MM
Moment mal, das ist doch die in den gewagten Gewändern? Am liebsten in Rot, dazu funkelnden Schmuck, bevorzugt Diamanten, denn „diamands are the girl's best friends.“ Ein anderes Mal trägt sie: gar nichts! Dann wieder darf man sie in einer Mischung aus Beiden sehen, splitternackt außer ihren Ohrringen, wie gesagt wurde. Auf ihre goldene Haarmähne ist sie sichtlich stolz. Sie strahlt Jugend aus. Und es gibt Bilder von ihr, wo sie als Teenie lesend auf dem Bauch liegt. Aber auch Darstellungen, wo sie händeringend bitterste Tränen vergießt. Um ihren eigenen Tod haben sich unglaubliche Legenden gerankt.

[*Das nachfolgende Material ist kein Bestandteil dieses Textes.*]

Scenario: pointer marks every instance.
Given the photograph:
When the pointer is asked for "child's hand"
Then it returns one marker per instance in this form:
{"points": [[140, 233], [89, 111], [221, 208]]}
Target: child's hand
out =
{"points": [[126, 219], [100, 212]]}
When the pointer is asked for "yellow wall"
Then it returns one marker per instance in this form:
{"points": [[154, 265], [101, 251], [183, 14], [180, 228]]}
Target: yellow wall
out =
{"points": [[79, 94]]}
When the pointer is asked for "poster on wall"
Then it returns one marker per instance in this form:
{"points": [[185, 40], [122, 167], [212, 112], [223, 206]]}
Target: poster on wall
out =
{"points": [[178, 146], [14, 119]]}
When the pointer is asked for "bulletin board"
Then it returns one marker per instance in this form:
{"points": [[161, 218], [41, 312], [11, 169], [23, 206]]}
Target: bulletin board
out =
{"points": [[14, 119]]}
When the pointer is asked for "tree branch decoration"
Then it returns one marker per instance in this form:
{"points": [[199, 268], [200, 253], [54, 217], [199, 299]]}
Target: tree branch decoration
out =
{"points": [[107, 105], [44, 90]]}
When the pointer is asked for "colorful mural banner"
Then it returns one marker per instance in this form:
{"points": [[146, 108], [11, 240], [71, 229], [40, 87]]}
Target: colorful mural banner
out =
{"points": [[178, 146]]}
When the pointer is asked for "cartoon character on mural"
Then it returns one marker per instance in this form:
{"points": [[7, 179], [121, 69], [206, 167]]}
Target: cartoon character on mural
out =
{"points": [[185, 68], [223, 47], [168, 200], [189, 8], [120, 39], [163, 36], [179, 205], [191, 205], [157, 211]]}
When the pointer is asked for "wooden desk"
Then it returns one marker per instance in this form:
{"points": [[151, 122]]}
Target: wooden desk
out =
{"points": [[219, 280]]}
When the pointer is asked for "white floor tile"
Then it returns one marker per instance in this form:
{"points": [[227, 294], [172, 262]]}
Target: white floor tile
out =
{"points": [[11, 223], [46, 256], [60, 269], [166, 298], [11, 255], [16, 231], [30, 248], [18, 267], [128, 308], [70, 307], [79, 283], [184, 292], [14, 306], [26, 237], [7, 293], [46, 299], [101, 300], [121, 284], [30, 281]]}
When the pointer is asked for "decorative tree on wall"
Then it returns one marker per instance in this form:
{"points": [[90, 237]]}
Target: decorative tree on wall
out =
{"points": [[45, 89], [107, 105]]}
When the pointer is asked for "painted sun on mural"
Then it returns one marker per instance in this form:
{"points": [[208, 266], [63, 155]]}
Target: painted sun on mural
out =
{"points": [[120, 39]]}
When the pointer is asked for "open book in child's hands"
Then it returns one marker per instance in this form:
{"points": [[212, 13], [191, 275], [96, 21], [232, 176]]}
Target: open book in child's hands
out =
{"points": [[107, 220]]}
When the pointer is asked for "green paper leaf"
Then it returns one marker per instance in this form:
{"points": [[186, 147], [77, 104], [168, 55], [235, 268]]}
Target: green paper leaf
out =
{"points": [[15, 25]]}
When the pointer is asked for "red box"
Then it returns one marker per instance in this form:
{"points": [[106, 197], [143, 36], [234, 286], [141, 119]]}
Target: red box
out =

MM, nein, nicht Marilyn Monroe, sondern Maria Magdalena. Sie ist laut Bibelforschung die wohl wichtigste Jüngerin Jesu und zentrale Zeugin der Osterereignisse (Joh 20, 1-2.11-18). Kirchenpolitisch gesehen hätte dies Kapriolen schlagen lassen können, allein schon mit Blick auf das Amtsverständnis. Denn die Präsenz von Männern am Altar wird schließlich bis heute noch gerne überbewertet. Doch Jahrhunderte lang wird diese Maria primär als ehemalige Prostituierte und reuige Sünderin wahrgenommen. Ihr Bild einer sexuell anrüchigen Frau wirkt bis dato weiter in populärer Literatur, Film oder Musik.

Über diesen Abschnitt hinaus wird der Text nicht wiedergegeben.